7. Store your files with iCloud Drive
iCloud has been vastly improved in Yosemite, turning it more into a Dropbox and Google Drive competitor. You’ll find iCloud Drive in the Finder, and it works in a very straightforward way. Drag a file into iCloud Drive and it’ll be available on other iOS devices, as well as via the web. Make changes to a Pages document on your iPad and it’ll be there when you get back to your Mac. You’ll start off with 5GB of storage free, but for 79p you can bump that up to a decent 20GB. Want more? For £2.99 you’ll get 200GB, 500GB will set you back £6.99 and £14.99 will bag you 1TB.
8. AirDrop files between your devices
Want to quickly send a picture from your iPhone to your Mac? Well that’s now possible with AirDrop. Open up the AirDrop icon in the Finder on your Mac, select a photo from your iOS device, open the share sheet and your computer will appear, assuming you’re on the same Wi-Fi network.
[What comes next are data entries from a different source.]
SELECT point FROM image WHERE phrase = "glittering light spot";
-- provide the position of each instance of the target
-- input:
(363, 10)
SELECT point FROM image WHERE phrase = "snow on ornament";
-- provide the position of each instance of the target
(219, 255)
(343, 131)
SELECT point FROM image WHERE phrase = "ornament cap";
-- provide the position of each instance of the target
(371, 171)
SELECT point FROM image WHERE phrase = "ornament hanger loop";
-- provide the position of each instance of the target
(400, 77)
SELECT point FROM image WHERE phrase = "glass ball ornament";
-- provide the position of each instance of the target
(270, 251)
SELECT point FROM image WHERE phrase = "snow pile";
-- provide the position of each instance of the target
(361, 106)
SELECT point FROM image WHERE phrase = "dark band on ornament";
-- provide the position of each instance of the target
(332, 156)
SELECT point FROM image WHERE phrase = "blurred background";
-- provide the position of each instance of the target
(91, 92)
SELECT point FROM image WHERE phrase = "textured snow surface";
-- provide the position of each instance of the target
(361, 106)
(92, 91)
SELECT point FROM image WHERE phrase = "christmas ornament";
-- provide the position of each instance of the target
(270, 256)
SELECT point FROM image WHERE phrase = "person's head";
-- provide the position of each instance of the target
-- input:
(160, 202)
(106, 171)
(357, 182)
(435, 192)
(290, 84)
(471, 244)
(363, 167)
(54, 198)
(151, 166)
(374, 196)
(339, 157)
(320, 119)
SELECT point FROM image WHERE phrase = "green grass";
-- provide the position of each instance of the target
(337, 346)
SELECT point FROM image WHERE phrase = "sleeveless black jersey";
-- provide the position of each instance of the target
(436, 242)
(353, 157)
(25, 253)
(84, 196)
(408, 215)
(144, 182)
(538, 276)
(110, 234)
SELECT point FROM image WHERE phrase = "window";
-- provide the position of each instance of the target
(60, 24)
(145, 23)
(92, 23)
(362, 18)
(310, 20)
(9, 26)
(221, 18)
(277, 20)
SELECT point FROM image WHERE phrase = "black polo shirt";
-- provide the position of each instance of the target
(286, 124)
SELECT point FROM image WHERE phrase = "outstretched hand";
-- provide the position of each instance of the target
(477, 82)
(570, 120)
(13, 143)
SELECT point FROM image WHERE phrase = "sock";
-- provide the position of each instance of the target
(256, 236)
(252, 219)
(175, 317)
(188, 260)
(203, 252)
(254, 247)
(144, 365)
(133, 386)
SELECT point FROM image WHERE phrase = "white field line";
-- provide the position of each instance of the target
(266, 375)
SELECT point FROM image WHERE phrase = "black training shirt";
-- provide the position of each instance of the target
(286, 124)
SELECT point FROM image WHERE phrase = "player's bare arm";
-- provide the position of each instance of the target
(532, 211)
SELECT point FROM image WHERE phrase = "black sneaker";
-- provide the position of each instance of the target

9. Annotate your messages in Mail
Apple’s native Mail client has seen a spruce-up with the release of Yosemite, bringing with it a useful new feature – Markup. This lets you add doodles and annotation to PDF attachments you receive. To get started, just hover over an attachment, click it and a Markup option should appear. There’s load of options and plenty of stuff to play around with, and they’re easily sharable when you’re done.
10. Turn Dashboard back on
By default, Dashboard, the area widgets where used to sit, is turned off in Yosemite. But if change isn’t your thing then it’s easy to turn it back on. Head into Preferences, then Mission Control and flick Dashboard to ‘on’.
11. Go Full Screen
You’ve had the option to go full screen in OS X for a while now, but Yosemite brings a new way to do it. Instead of arrows in the right-hand corner of a window, you now use the green circle on the left to blow things up. That does mean, though, that the ‘maximise’ option, which used to be housed in the green circle, is gone.
12. Reduce Transparency
Transparency is a big feature in Yosemite, just as it’s become in iOS8. Windows look like they’re floating and the top control bar and Dock change colour depending on what wallpaper you’re using. If it’s not to your taste, though, you can simply disable it. Head into Preferences, then Accessibility and tick Reduce Transparency. Welcome back, blocky colours.
13. Download Enhanced Dictation
While Apple still hasn’t built Siri into OS X, that doesn’t mean you’re completely out of luck if you fancy a chat with your Mac. The Dictation tool is handy for taking down quick notes with your voice, but in Yosemite not all the Dictation features come pre-installed; you have to download them. It’s simple enough, though – just head into Preference, then Dictation and tick the Enable Enhanced Dictation box. The 422MB download allows offline use, plus continuous dictation.